Adieu au tutu

La diplomatie est l’un de ces arts qui me donnent de l’urticaire, l’une de ces danses dont l’exécution me donne le tournis. Plus j’essaie de comprendre les ambassadeurs, les chanceliers et toute cette curieuse espèce de personnages futés, plus je ne tire que de la confusion de leurs actions. Ils se donnent l’accolade et s’offrent des sourires, ils échangent des promesses et s’affichent sur les photos main dans la main. Ils parlent en mon nom, même si cela fait un bail qu’ils ne sont pas montés dans un bus, qu’ils ne font pas de queue et qu’ils ne sont pas au courant du prix d’un œuf au marché noir.
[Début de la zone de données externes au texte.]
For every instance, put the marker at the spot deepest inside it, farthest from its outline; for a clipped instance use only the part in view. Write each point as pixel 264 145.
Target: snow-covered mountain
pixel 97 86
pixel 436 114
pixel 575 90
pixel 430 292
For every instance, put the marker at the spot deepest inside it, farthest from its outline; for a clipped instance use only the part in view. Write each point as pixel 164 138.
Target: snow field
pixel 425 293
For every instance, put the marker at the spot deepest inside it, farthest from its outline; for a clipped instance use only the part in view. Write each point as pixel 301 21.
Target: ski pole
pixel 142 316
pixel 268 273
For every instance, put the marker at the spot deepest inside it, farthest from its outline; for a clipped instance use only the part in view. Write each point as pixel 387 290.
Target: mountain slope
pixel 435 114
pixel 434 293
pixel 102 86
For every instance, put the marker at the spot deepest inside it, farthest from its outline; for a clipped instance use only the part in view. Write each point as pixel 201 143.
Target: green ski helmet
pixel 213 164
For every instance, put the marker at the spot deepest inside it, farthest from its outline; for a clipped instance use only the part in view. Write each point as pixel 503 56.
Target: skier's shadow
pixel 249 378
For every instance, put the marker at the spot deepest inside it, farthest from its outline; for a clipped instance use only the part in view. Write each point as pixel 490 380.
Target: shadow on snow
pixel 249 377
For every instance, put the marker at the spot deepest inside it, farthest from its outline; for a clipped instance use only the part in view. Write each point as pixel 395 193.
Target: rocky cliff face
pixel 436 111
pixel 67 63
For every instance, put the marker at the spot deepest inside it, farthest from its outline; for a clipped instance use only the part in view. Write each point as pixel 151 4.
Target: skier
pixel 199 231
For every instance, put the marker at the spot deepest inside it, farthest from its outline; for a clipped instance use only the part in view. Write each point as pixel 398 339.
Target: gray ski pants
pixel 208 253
Durant cette dernière année, le ballet présenté par notre diplomatie a pris l’allure d’une danse de séduction. Ils sont sortis danser avec des bas rouges et leurs promesses d’ouverture ont ébloui quelques uns. Cependant, depuis le troisième balcon – où sont assis les citoyens – chaque fouetté nous a eu l’air plutôt rigide, et les nouvelles tournures si prévisibles qu’elles ne provoquent que bâillements.

Ennuyée et déçue de ces chorégraphies de l’apparence, je préfère danser au rythme de la diplomatie populaire. Vu le nombre de buffets et de champagne gaspillés, je pense qu’il vaut mieux se passer de ces représentants encravatés. Il doit exister des formes plus civiques pour les rencontres entre peuples, les contacts et l’entreaide. Laissons aux chancelleries la farce des protocoles d’intention et des pactes signés et non tenus. Pendant ce temps, rapprochons-nous et entendons-nous directement.

Traduit par Susana Gordillo et Pierre Haberer.